In November, two events re-ignited the debate on the numbers and conditions of those imprisoned in British jails and detention centres. Both - in their different ways - revealed the level of desperation and despair at impractical and immoral criminal justice and immigration policies.
Unrest at Harmondsworth detention centre on 28 November - reportedly sparked after detainees were denied access to a TV news item on a damning new report on the centre - saw desperate detainees shivering in the open yard after writing the word “help” with bed linen. Shortly afterwards, airspace above the facility was closed and series of “specially trained” riot police were sent in to quell the disturbance. Many inmates were subsequently removed to other facilities around the country. In what has become a familiar pattern of people exercising what limited power they have whilst in detention, days later families at Yarl's Wood detention centre went on hunger strike.
Security, control and punishment
The Harmondsworth report was published by the chief inspector of prisons, Anne Owers. In it she stated that conditions at Harmondsworth are “inimical to the proper care and treatment of detainees”, adding that the report was the poorest she had ever issued on an immigration removal centre.
Commenting on the report, Refugee Council Chief Executive Anna Reisenberger said, “Anne Owers states that there is too much emphasis on security, control and punishment in Harmondsworth ... To all intents and purposes, these detention centres are prisons. Whatever is done to improve these places doesn't alter that fact. We should question whether there is any need to lock up people who've committed no crime and who cause no harm to the wider community.”
The following day, former prison chief Lord Ramsbotham broke his silence in a front-page article in the Independent in which he made a swingeing attack on the government's “dysfunctional” approach.

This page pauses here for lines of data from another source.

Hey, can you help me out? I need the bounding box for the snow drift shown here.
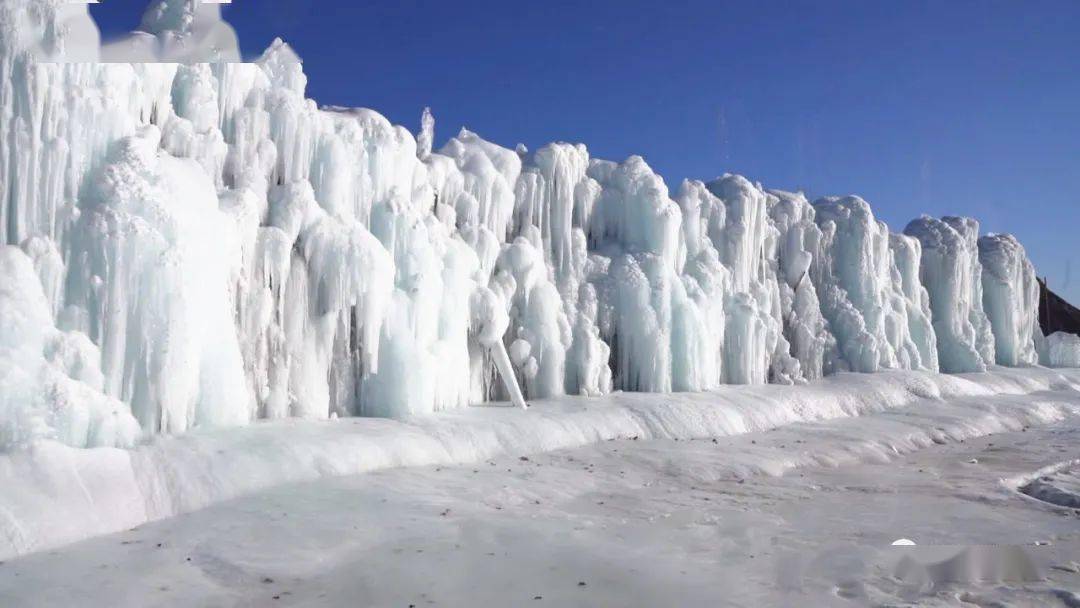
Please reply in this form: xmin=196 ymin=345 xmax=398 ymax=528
xmin=0 ymin=0 xmax=1071 ymax=448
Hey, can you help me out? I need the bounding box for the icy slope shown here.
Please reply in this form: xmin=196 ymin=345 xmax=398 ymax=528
xmin=0 ymin=368 xmax=1080 ymax=559
xmin=0 ymin=0 xmax=1062 ymax=448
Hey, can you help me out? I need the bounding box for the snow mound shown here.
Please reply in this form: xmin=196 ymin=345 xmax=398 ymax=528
xmin=1045 ymin=332 xmax=1080 ymax=367
xmin=0 ymin=0 xmax=1068 ymax=450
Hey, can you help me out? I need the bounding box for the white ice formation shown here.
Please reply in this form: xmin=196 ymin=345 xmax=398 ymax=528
xmin=0 ymin=0 xmax=1075 ymax=447
xmin=1045 ymin=332 xmax=1080 ymax=367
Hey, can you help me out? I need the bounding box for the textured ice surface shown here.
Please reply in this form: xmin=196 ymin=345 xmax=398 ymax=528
xmin=0 ymin=0 xmax=1071 ymax=447
xmin=1044 ymin=332 xmax=1080 ymax=367
xmin=904 ymin=216 xmax=993 ymax=373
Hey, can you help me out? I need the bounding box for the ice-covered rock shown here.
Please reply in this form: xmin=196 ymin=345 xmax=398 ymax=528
xmin=0 ymin=245 xmax=139 ymax=448
xmin=1045 ymin=332 xmax=1080 ymax=367
xmin=978 ymin=234 xmax=1041 ymax=367
xmin=0 ymin=0 xmax=1054 ymax=448
xmin=904 ymin=216 xmax=995 ymax=373
xmin=810 ymin=197 xmax=937 ymax=371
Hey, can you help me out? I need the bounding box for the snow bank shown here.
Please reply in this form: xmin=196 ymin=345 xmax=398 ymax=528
xmin=0 ymin=368 xmax=1080 ymax=559
xmin=0 ymin=0 xmax=1058 ymax=449
xmin=1047 ymin=332 xmax=1080 ymax=367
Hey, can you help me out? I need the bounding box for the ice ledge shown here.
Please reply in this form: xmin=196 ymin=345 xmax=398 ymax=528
xmin=0 ymin=367 xmax=1080 ymax=559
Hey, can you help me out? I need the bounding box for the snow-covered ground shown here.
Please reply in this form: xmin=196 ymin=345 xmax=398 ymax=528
xmin=0 ymin=0 xmax=1080 ymax=606
xmin=0 ymin=371 xmax=1080 ymax=607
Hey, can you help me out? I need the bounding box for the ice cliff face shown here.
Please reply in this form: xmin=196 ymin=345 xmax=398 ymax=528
xmin=0 ymin=0 xmax=1058 ymax=446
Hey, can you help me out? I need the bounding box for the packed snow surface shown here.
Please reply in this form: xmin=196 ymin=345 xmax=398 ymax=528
xmin=0 ymin=370 xmax=1080 ymax=608
xmin=0 ymin=0 xmax=1077 ymax=449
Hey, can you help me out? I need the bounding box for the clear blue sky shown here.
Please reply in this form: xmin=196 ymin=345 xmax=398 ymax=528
xmin=92 ymin=0 xmax=1080 ymax=302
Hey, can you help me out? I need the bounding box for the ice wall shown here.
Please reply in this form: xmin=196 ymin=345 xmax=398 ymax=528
xmin=1045 ymin=332 xmax=1080 ymax=367
xmin=0 ymin=0 xmax=1054 ymax=445
xmin=904 ymin=216 xmax=993 ymax=373
xmin=810 ymin=197 xmax=937 ymax=371
xmin=978 ymin=234 xmax=1040 ymax=367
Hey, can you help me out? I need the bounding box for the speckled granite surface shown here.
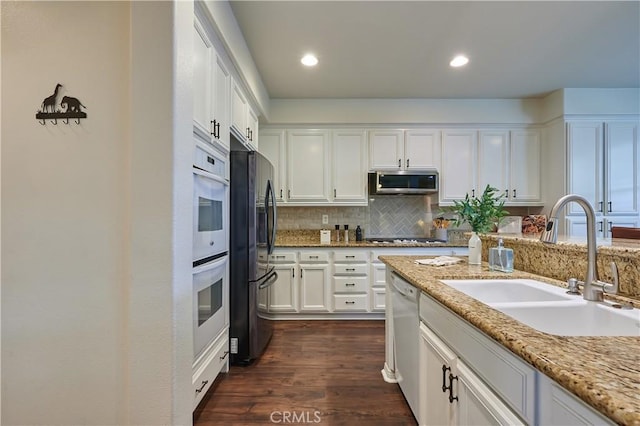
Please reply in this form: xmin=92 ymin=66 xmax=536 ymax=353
xmin=480 ymin=234 xmax=640 ymax=298
xmin=380 ymin=256 xmax=640 ymax=425
xmin=276 ymin=229 xmax=468 ymax=248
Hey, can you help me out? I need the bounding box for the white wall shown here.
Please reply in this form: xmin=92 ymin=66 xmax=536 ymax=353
xmin=0 ymin=1 xmax=193 ymax=425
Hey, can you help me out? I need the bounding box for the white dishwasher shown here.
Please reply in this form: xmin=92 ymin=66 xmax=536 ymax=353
xmin=391 ymin=273 xmax=420 ymax=418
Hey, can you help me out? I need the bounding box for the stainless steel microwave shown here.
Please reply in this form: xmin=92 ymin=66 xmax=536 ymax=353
xmin=369 ymin=170 xmax=438 ymax=195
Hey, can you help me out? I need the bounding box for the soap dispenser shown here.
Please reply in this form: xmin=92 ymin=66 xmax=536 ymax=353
xmin=489 ymin=238 xmax=513 ymax=272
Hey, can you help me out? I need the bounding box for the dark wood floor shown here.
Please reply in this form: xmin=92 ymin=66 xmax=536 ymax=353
xmin=193 ymin=321 xmax=416 ymax=426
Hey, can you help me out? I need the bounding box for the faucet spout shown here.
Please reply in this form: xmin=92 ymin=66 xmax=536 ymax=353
xmin=540 ymin=194 xmax=606 ymax=300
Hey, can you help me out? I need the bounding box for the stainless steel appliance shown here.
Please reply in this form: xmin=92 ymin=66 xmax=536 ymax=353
xmin=369 ymin=170 xmax=438 ymax=195
xmin=193 ymin=144 xmax=229 ymax=267
xmin=229 ymin=151 xmax=278 ymax=364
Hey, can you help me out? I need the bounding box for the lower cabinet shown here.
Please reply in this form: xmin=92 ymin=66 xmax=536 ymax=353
xmin=191 ymin=327 xmax=229 ymax=409
xmin=418 ymin=323 xmax=525 ymax=425
xmin=300 ymin=253 xmax=331 ymax=312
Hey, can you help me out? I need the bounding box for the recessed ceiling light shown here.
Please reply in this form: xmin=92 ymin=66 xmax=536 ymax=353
xmin=300 ymin=53 xmax=318 ymax=67
xmin=449 ymin=55 xmax=469 ymax=67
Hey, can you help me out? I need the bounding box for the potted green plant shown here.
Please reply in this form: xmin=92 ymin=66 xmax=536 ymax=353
xmin=452 ymin=185 xmax=509 ymax=265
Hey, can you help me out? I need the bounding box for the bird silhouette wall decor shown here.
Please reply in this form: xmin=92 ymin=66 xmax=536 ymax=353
xmin=36 ymin=83 xmax=87 ymax=126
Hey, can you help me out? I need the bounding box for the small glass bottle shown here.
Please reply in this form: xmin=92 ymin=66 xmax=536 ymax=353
xmin=489 ymin=238 xmax=513 ymax=272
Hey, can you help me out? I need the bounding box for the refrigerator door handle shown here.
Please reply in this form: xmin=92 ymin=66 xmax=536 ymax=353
xmin=258 ymin=271 xmax=278 ymax=290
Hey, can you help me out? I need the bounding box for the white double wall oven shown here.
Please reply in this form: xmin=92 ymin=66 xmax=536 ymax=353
xmin=193 ymin=138 xmax=229 ymax=359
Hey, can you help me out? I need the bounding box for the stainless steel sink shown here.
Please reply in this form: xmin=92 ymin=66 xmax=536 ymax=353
xmin=441 ymin=279 xmax=640 ymax=337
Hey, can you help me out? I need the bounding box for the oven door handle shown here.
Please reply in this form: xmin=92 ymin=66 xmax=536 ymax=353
xmin=258 ymin=270 xmax=278 ymax=290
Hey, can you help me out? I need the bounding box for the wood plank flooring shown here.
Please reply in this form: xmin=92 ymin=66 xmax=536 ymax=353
xmin=193 ymin=321 xmax=416 ymax=426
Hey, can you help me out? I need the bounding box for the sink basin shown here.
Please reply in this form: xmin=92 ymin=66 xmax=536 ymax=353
xmin=442 ymin=279 xmax=578 ymax=304
xmin=495 ymin=300 xmax=640 ymax=337
xmin=441 ymin=279 xmax=640 ymax=337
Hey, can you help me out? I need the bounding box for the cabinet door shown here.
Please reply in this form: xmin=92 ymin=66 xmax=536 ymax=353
xmin=509 ymin=130 xmax=541 ymax=202
xmin=211 ymin=55 xmax=231 ymax=149
xmin=286 ymin=130 xmax=329 ymax=203
xmin=247 ymin=105 xmax=258 ymax=151
xmin=439 ymin=130 xmax=480 ymax=205
xmin=478 ymin=130 xmax=509 ymax=197
xmin=418 ymin=322 xmax=457 ymax=425
xmin=454 ymin=358 xmax=526 ymax=426
xmin=300 ymin=265 xmax=331 ymax=312
xmin=403 ymin=129 xmax=441 ymax=170
xmin=331 ymin=130 xmax=367 ymax=204
xmin=605 ymin=122 xmax=639 ymax=215
xmin=566 ymin=122 xmax=604 ymax=215
xmin=369 ymin=130 xmax=404 ymax=170
xmin=231 ymin=78 xmax=247 ymax=142
xmin=193 ymin=20 xmax=213 ymax=135
xmin=259 ymin=129 xmax=286 ymax=202
xmin=268 ymin=264 xmax=299 ymax=312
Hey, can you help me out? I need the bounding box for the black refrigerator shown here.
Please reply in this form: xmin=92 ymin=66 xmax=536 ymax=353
xmin=229 ymin=151 xmax=278 ymax=364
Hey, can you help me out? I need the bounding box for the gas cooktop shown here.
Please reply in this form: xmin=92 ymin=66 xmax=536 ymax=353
xmin=366 ymin=238 xmax=446 ymax=244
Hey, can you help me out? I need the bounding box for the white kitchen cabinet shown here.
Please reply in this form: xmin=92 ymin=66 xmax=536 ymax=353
xmin=286 ymin=130 xmax=330 ymax=203
xmin=369 ymin=129 xmax=440 ymax=170
xmin=507 ymin=129 xmax=542 ymax=205
xmin=404 ymin=129 xmax=441 ymax=170
xmin=416 ymin=323 xmax=456 ymax=426
xmin=330 ymin=130 xmax=367 ymax=205
xmin=438 ymin=129 xmax=479 ymax=205
xmin=538 ymin=374 xmax=614 ymax=426
xmin=566 ymin=121 xmax=640 ymax=236
xmin=474 ymin=129 xmax=541 ymax=205
xmin=369 ymin=130 xmax=404 ymax=170
xmin=333 ymin=250 xmax=369 ymax=312
xmin=419 ymin=323 xmax=525 ymax=425
xmin=231 ymin=78 xmax=258 ymax=150
xmin=259 ymin=129 xmax=287 ymax=203
xmin=300 ymin=251 xmax=331 ymax=312
xmin=193 ymin=19 xmax=230 ymax=150
xmin=565 ymin=214 xmax=640 ymax=238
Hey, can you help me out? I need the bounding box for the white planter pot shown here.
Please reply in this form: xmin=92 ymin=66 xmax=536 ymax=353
xmin=469 ymin=232 xmax=482 ymax=265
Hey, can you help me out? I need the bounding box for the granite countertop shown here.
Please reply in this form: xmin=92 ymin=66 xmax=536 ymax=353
xmin=275 ymin=230 xmax=468 ymax=248
xmin=380 ymin=256 xmax=640 ymax=425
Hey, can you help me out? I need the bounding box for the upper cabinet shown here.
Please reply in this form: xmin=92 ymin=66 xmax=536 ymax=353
xmin=260 ymin=128 xmax=367 ymax=205
xmin=438 ymin=129 xmax=478 ymax=205
xmin=440 ymin=129 xmax=542 ymax=206
xmin=369 ymin=129 xmax=440 ymax=170
xmin=286 ymin=130 xmax=330 ymax=203
xmin=193 ymin=19 xmax=230 ymax=150
xmin=566 ymin=120 xmax=640 ymax=237
xmin=231 ymin=78 xmax=258 ymax=150
xmin=331 ymin=130 xmax=367 ymax=204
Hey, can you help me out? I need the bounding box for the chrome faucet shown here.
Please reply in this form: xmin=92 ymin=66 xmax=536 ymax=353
xmin=540 ymin=194 xmax=618 ymax=301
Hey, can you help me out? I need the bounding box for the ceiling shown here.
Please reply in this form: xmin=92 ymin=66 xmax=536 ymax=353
xmin=230 ymin=0 xmax=640 ymax=99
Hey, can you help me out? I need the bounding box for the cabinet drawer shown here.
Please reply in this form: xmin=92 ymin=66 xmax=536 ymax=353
xmin=420 ymin=293 xmax=536 ymax=424
xmin=333 ymin=251 xmax=369 ymax=263
xmin=300 ymin=251 xmax=329 ymax=263
xmin=269 ymin=253 xmax=297 ymax=263
xmin=333 ymin=277 xmax=369 ymax=293
xmin=333 ymin=294 xmax=368 ymax=312
xmin=191 ymin=330 xmax=229 ymax=409
xmin=371 ymin=287 xmax=387 ymax=312
xmin=333 ymin=264 xmax=367 ymax=275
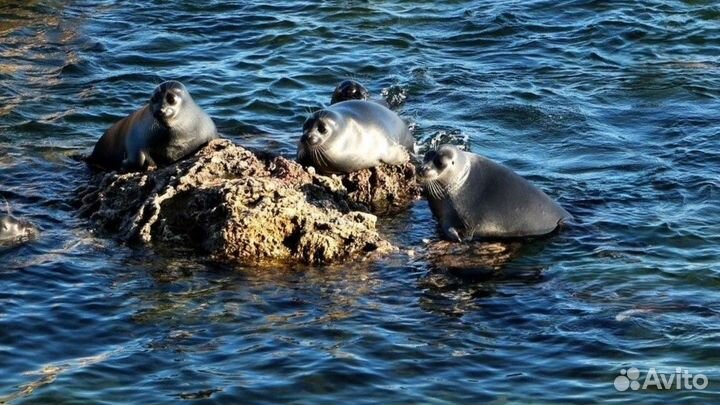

With the UK prison population standing at 80,000 - in 1993 it was 45,000 - and a re-offending rate which has increased by 12% over the past five years to 67% for adult men, Ramsbotham's basic assertion that “If you produce legislation that results in longer prison sentences, more people will be in prison” seems reasonable. It does however ignore the fact that there are now a greater number of criminal offences in existence than five years ago, and thus it is not merely longer sentences, but the quantity of newly criminalised citizens which is also swelling prison numbers.
Prison-industrial complex
Britain has the dubious honour of having a larger prison population per capita than anywhere else in Europe. Along with domestic prisoners, we also lock up thousands of people who arrive in Britain requesting refugee status.
The long list of cases where asylum-seeking detainees have eventually been returned to their originating countries only to face further torture or disappearance is well-documented (see, for example, some of the stories contained in this PN's “safe haven” supplement).
There are around 2,600 people held in UK detention centres, many of which - as with 11 domestic prisons - are run by private prison profiteers. Companies such as Sodhexo - who run Harmondsworth via subsidiary Kalyx - Serco and Group 4 are operating globally to profit from locking people up. Incarceration is big business and the profiteers have a vested interest in re-offending rates and racist immigration policies.
Inherent violence
As a punishment, prison in Britain - due to conditions and regime - goes much further than simply denying the inmate their liberty. And, as a policy, the detention of adults and children seeking asylum punishes those who are most vulnerable and who have committed no crime.
The inherent authoritarian violence in the prison-industrial complex and the policies behind the practice are instinctively realised by many people in the peace movement. We are involved in supporting refugees and asylum seekers and in campaigning against racist immigration policies, and for better conditions within domestic prisons and detention centres.
Prison has always been used as a political tool to repress individual activist communities and social movements, current policy is merely an extension of this principle writ large. However, the considerable challenge is to put the system into its global context of free trade and unfree movement of people, and the criminalisation of large numbers of the domestic population via the flawed “rights and responsibilities” agenda, and to determine which of the hydra's heads is most vulnerable to concerted chopping. In The Ballad of Reading Gaol, Oscar Wilde calls prison “humanity's machine”. We should strive to find hope rather than despair in our humanity and trust that Huey Newton was on the money when he stated that “There will be no prison which can hold our movement down.”